Un petit groupe d’hommes doit fournir, en leur âme et conscience, le verdict qui collera au plus près de ce qui s’est passé ; un jeune homme est accusé de parricide. S'il est jugé coupable, c'est la chaise électrique qui l'attend. Ce que tout le monde croit. Tout le monde ou presque. Dans un entrefilet de lumière pâle, lisse, débordant par des ouvertures styles chambre de jurés, les sentiments, au départ tous défendus avec certitudes par leur promoteur, vont finir par se fondre les uns dans les autres. À force de confrontations tantôt apaisées, tantôt orageuses, chaque porteur va ainsi se voir contraindre de penser différemment, de se mettre à la place, pour certains, de la victime, pour d’autres dans celle du présumé coupable, ou innocent. Bien sûr, pour qu’un raisonnement de confrontation puisse surgir de ce flot de doutes et de certitudes, faut-il encore qu’un homme s’impose, un médiateur doué d’une réflexion de loup de meute, un être à la fois doux et dans le doute, effrayé par sa propre méfiance envers la justice de l’homme qu’on lui demande de représenter, en fait, un homme que seul un acteur prodigieux peut incarner. Et c’est là une des cartes maîtresses de la pièce. On le sait, Bruno Wolkowitch est un excellent comédien, mais lorsqu’il est au meilleur de sa forme, il est l’homme de la situation la plus critique, capable de cristalliser les colères pour ensuite les retourner en propositions honnêtes, donc réalistes.


Mais pour que le combat soit juste, faut-il encore pouvoir le désamorcer. C’est là qu’entre en scène Bruno Wolkowitch, qui insidieusement et avec brio va remettre en cause, les aveux des témoins, les mobiles, l’habilité des plaidoiries. Ce qui va s’avérer difficile à admettre pour des hommes ordinaires, lassés, exténués, ankylosés par la fatigue du piétinement physique et moral. Seulement, quand on est un architecte de renom, qui ne triche pas avec les côtes de la vie, eh bien on veut en savoir plus, on veut détricoter le canevas pour aller au cœur de la machine, jusqu’à provoquer un retournement de situation exceptionnelle.


Mais attention, ne vous y trompez pas. La possible apparence de ce jeu austère ne doit en rien laisser croire une latence conformiste des années cinquante.
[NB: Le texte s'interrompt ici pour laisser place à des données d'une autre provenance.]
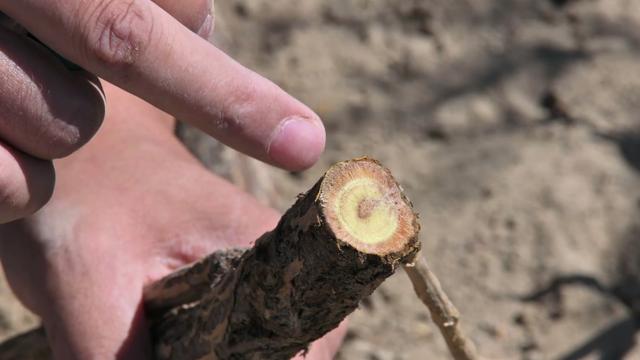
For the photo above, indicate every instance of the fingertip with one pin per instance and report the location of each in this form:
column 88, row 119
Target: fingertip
column 297, row 142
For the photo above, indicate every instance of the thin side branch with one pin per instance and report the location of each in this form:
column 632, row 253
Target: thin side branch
column 443, row 312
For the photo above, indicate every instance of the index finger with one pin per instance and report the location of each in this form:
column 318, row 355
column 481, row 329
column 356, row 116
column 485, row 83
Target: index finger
column 141, row 48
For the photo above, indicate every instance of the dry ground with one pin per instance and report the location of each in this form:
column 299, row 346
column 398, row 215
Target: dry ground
column 513, row 125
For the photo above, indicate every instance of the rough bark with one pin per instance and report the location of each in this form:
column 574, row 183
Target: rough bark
column 335, row 245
Bien au contraire, notamment grâce à la lumière subtile qui ici semble projeter sur les façades les ombres de ces douze âmes tourmentées, rendant plus que vivant la pièce.
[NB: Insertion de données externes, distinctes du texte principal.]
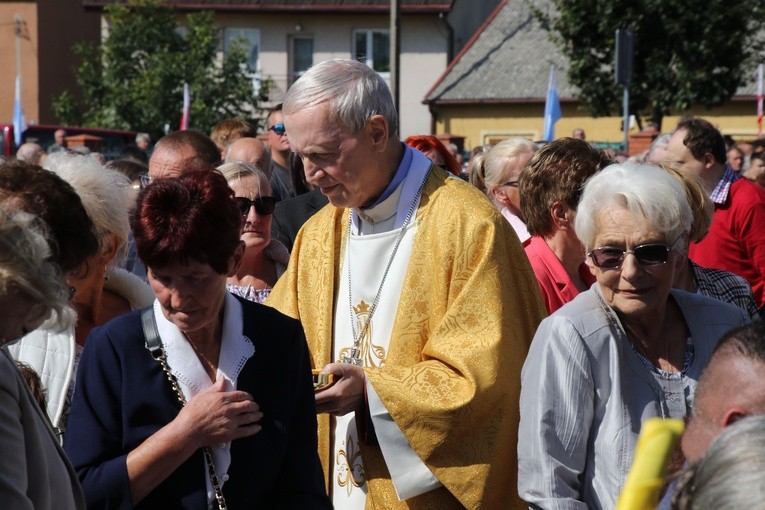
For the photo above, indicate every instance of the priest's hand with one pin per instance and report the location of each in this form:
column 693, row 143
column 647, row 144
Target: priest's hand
column 347, row 394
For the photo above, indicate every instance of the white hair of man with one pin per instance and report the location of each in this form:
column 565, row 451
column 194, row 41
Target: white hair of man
column 502, row 158
column 729, row 476
column 645, row 191
column 106, row 195
column 236, row 170
column 355, row 93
Assurément, donc, l’adaptation de Francis Lombrail a trouvé avec Charles Tordjman toute son envergure, révélant par ce fait celle des comédiens Jeoffrey Bourdeney, Adel Djemaï, Antoine Courtray, Roch Leibovici, Claude Guedj, Olivier Cruveiller, Philippe Crubezy, Pierre-Alain Leleu, Pascal Ternisien, Christian Drillaud Francis Lombrail et Bruno Wolkowitch.


Un superbe cas de conscience théâtral au service de la réflexion humaine.


Ambroise Steiger


Théâtre Hébertot, 78 bis boulevard des Batignolles 75017 Paris. Location : 01 43 87 23 23. Du mardi au dimanche à 19h. Jusqu’au 7 janvier 2018.